Les craintes d’un retour de l’inflation apparaissent très exagérées. La hausse récente des taux longs qui …
lui est fréquemment attribuée tient plus au recul de l’aversion au risque et à la hausse des taux d’endettement public qu’à un danger de dérapage inflationniste.
D’abord, la sous-utilisation des capacités de production est massive et quasi générale. La croissance mondiale serait, selon le FMI, de -1,3% en 2009 après plusieurs années de progression au rythme voisin de 6%. Le PIB mondial se trouvera ainsi cette année à environ 4000 milliards de dollars, en deçà du niveau qui aurait été observé si le sentier de croissance des dernières années avait été maintenu.
La croissance attendue l’an prochain, toujours inférieure au potentiel, fera encore progresser cet écart. Les plans de relance budgétaire qui, pour la plupart, couvrent deux voire parfois trois ans, totalisent à peine 3000 milliards de dollars.
Leur potentiel inflationniste apparaît pour l’heure inexistant. En outre, la croissance envisageable dans les prochaines années n’est pas de nature à provoquer des tensions sur la demande.

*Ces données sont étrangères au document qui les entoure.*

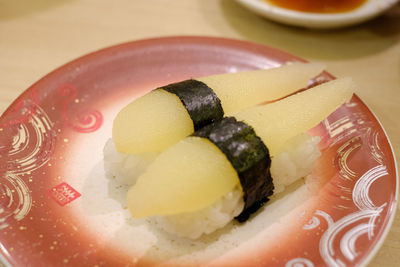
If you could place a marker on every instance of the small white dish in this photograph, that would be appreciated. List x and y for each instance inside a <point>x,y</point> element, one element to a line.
<point>368,10</point>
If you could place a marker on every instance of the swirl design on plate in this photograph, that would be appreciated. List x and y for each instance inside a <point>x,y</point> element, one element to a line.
<point>353,225</point>
<point>31,144</point>
<point>342,156</point>
<point>337,245</point>
<point>83,121</point>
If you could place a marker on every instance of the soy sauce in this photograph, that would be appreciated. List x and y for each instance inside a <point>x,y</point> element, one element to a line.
<point>318,6</point>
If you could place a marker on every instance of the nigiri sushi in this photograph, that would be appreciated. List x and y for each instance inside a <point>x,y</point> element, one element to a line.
<point>223,171</point>
<point>168,114</point>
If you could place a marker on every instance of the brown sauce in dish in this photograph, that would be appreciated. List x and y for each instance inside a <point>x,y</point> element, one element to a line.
<point>319,6</point>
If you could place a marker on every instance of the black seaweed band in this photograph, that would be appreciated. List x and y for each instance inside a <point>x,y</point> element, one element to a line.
<point>249,157</point>
<point>202,104</point>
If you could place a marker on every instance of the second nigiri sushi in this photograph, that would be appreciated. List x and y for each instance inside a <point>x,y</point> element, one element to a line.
<point>168,114</point>
<point>225,168</point>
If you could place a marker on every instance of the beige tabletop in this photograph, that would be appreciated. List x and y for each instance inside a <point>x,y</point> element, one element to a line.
<point>38,36</point>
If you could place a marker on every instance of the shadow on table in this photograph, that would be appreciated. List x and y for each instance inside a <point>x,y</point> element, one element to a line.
<point>13,9</point>
<point>357,41</point>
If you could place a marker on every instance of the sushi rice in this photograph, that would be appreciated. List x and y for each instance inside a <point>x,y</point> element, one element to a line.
<point>294,160</point>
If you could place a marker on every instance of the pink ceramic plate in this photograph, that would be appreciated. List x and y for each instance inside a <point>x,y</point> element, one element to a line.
<point>57,208</point>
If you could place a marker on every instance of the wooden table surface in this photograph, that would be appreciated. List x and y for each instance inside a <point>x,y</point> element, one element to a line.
<point>38,36</point>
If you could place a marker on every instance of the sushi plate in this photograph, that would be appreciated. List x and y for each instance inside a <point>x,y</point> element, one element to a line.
<point>57,208</point>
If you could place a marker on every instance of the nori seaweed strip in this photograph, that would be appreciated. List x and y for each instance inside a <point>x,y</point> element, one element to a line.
<point>202,104</point>
<point>248,155</point>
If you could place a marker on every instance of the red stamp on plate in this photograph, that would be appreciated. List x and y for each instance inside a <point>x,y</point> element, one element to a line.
<point>63,194</point>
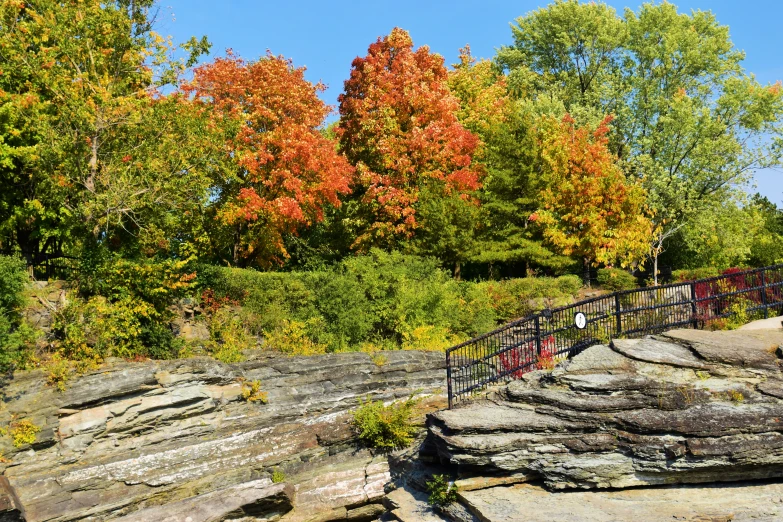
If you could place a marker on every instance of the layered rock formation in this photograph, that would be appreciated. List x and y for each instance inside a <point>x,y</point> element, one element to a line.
<point>684,407</point>
<point>175,441</point>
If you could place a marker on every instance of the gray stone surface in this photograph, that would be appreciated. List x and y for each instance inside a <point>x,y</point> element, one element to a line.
<point>685,407</point>
<point>158,440</point>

Les ménages sont entrés dans une phase de réparation de leur situation financière, et un resserrement des conditions de financement augure mal d’une vive reprise de l’investissement.
Il est peu vraisemblable que la croissance soit suffisante pour déboucher sur une stabilisation de l’endettement public, tandis que la réduction de la dépense se heurte au caractère incompressible de nombreux postes budgétaires (salaires, dépenses de retraites, de santé…), d’où les craintes de monétisation des déficits… Qu’en penser ?
Dans les précédents cycles, la reprise débouchait sur une croissance supérieure au potentiel car alimentée par une hausse forte de la distribution de crédit. La reprise actuelle sera différente. L’emploi, une variable retardée du cycle, va continuer à se contracter (quoique à un rythme moins marqué que dans les derniers trimestres) et le chômage à progresser, tandis que la sous-utilisation de capacités de production restera très marquée.
Cela augure mal d’une poussée des coûts salariaux ou du rétablissement rapide du « pricing power » des entreprises, d’autant plus que le phénomène est global.
Autrement dit, l’économie réelle ne porte pas de germe inflationniste. Certains mettent en avant la crainte de voir les banques centrales monétiser les déficits, ce qui à terme pourrait être inflationniste !
Les banques centrales, qui ont acheté des obligations du Trésor, l’ont fait dans le but d’injecter de la liquidité et peser sur les taux longs, pas pour financer directement les déficits. Ensuite, l’indépendance des banques centrales est inscrite dans leurs statuts. La stabilité des prix constitue l’un de leurs objectifs. On les voit mal se lancer dans une politique propre à faire émerger une vague d’inflation, ce serait mettre à bas pour longtemps les acquis chèrement payés de la désinflation des années 1980. On imagine mal un gouvernement aller demander cela à une banque centrale.
Dans pareil contexte, le risque inflationniste se paierait par une hausse des taux d’intérêt supérieure au surcroît d’inflation, car incluant une prime de risque inflationniste. Enfin, outre le fait que les États ont émis des montants non négligeables d’obligations
indexées, les systèmes de pensions ont des actifs largement investis en titres d’État. Autant dire que le vieillissement démographique et la question du financement des retraites ne rendent pas le thème de l’érosion monétaire très populaire.
Le paradoxe serait de voir les pouvoirs publics mettre un terme prématuré à leur politique de soutien conjoncturel en raison de craintes infondées. Le gonflement de la base monétaire au Japon n’a aucunement créé l’inflation. En revanche, le resserrement trop rapide de la politique budgétaire en 1996 a fait replonger l’économie dans la récession.
A cet égard, l’anticipation d’un relèvement du taux des Fed Funds d’ici à la fin de l’année paraît assez surprenante.